Denial-of-Service (DoS) and credential attacks are becoming more popular among criminals, a new report from cybersecurity firm F5 Labs claims.
Analyzing three years’ worth of attacks reported to its Security Incident Response Team (SIRT), F5 found that DoS, brute force, credential stuffing and API attacks are on the rise.
“Attackers, as always, choose the most efficient ways to turn a profit. Our weaknesses are their opportunities. We can definitely expect more password login, DoS and API attacks on the horizon,” said Raymond Pompon, Director of F5 Labs.
Almost a third (32 percent) of all of the incidents reported to SIRT were DoS attacks. The percentage is “creeping up”, F5 says; in 2020 there DoS attacks accounted for 36 percent of those reported.
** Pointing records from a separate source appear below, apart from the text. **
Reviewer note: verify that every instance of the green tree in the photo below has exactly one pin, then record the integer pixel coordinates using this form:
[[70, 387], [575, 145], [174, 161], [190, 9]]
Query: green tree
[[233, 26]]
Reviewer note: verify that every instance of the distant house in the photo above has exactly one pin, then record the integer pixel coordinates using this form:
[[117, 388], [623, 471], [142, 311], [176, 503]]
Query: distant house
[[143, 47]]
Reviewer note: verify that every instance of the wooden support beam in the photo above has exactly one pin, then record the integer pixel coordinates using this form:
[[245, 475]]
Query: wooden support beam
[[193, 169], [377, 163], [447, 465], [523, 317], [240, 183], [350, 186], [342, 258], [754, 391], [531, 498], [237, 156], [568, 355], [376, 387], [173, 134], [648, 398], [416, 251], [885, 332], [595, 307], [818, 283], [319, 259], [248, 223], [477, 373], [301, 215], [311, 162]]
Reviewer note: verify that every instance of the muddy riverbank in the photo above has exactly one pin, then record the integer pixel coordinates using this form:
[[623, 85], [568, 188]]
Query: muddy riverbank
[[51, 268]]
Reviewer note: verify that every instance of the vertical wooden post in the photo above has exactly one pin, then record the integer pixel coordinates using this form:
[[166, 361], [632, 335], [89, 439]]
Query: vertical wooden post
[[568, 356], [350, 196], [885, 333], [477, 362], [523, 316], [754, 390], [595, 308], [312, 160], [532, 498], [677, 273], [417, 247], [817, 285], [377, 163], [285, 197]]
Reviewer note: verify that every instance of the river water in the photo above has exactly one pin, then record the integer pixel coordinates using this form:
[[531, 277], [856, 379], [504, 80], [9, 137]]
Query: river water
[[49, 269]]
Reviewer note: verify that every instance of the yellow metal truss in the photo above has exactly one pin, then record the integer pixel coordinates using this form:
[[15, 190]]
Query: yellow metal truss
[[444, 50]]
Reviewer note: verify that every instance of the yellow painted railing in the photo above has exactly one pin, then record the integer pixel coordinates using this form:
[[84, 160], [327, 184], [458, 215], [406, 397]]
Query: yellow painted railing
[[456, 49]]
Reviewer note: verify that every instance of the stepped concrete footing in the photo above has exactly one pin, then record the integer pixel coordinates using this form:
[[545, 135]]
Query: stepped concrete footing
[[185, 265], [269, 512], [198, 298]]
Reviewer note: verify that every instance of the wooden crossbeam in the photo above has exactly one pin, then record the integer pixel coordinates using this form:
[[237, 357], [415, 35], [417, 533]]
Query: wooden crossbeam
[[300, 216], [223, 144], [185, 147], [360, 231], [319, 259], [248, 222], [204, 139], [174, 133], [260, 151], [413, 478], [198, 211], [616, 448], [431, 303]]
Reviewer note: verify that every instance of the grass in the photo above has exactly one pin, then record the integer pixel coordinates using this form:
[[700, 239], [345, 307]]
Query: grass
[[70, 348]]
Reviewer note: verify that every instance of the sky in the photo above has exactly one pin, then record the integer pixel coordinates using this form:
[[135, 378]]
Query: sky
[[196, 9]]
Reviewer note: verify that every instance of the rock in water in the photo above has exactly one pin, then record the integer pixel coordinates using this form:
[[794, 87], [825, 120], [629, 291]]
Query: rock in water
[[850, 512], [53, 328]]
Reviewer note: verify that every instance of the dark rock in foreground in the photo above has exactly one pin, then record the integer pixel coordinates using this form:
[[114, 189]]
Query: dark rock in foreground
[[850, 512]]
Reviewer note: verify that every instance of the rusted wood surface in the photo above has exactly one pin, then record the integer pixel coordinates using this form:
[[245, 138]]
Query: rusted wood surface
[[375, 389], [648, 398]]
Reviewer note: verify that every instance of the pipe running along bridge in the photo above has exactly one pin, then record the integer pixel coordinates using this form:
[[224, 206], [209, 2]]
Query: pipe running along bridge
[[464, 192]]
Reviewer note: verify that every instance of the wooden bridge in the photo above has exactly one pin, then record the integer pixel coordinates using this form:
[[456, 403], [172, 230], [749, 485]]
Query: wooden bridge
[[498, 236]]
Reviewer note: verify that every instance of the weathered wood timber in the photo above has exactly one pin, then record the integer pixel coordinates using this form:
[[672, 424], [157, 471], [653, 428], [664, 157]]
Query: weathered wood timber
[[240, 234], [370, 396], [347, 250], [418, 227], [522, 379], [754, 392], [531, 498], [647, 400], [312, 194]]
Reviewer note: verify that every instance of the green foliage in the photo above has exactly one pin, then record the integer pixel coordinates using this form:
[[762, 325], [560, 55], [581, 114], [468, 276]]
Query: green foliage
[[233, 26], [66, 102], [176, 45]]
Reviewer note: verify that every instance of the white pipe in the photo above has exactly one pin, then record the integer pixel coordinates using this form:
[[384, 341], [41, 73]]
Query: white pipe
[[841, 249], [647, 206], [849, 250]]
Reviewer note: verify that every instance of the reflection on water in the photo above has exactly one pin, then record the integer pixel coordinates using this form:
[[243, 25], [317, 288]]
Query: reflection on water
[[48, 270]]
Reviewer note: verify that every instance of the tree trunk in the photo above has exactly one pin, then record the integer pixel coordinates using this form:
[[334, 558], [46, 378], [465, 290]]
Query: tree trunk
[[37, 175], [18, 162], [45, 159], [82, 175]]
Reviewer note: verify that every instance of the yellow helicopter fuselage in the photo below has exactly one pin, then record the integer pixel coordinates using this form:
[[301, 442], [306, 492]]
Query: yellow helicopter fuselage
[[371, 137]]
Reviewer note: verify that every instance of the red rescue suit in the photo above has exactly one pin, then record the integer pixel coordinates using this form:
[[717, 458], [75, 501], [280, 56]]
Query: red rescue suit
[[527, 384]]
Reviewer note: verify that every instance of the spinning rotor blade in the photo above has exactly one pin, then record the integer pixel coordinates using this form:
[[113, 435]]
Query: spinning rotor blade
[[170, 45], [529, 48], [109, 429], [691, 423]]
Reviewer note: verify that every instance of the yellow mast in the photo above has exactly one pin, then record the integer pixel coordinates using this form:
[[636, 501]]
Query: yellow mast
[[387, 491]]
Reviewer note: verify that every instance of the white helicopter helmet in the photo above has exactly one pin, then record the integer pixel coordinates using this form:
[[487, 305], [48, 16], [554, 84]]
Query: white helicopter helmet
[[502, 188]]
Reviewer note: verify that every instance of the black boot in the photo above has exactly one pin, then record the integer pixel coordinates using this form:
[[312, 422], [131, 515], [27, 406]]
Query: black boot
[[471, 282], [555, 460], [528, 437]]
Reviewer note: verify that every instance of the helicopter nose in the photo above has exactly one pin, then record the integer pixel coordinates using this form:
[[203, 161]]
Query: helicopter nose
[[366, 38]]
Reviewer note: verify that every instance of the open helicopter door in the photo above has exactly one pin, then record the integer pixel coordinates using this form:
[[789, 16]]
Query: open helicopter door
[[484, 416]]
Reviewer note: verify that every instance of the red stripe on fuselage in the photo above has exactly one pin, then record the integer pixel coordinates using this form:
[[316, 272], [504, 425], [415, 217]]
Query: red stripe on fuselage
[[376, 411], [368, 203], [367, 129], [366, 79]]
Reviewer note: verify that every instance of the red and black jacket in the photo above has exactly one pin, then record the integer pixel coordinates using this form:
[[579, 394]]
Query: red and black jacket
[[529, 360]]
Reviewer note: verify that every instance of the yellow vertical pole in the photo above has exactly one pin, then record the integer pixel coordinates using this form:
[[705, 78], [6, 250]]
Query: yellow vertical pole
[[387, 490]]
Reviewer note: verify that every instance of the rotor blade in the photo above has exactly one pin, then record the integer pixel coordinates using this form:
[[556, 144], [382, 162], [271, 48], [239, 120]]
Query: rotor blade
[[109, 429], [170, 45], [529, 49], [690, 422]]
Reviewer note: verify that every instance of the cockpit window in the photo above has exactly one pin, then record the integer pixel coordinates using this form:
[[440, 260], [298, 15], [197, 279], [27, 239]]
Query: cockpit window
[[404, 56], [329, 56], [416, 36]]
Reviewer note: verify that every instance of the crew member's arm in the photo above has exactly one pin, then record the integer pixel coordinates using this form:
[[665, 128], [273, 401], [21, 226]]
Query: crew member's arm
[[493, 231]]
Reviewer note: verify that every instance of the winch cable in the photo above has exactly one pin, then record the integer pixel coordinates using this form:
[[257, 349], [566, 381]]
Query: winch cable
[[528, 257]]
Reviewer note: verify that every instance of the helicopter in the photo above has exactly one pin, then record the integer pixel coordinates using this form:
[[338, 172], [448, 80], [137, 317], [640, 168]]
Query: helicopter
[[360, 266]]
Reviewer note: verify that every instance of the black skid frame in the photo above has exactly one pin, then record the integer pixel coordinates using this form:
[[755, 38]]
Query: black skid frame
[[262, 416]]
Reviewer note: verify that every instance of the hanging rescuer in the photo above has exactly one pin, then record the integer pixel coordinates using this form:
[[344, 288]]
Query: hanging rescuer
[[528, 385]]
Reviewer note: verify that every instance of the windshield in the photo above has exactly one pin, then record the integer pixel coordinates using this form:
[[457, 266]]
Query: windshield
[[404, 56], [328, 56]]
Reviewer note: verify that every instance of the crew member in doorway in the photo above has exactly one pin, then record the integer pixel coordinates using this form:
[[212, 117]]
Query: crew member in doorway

Most DoS attacks are network volumetric floods (commonly known as TCP SYN or UDP floods). There were also reports of “Slow POST/Slowloris” attacks, the goal of which is to keep as many of a victim’s connections open as possible. Almost a fifth (19 percent) of reported DoS incidents involved attacks on DNS.
These attacks were most prominent in the Asia-Pacific, China and Japan, taking up more than half (57 percent) of all reported incidents.
The most frequently targeted organizations were service providers, educational institutions, public sector organizations and financial firms.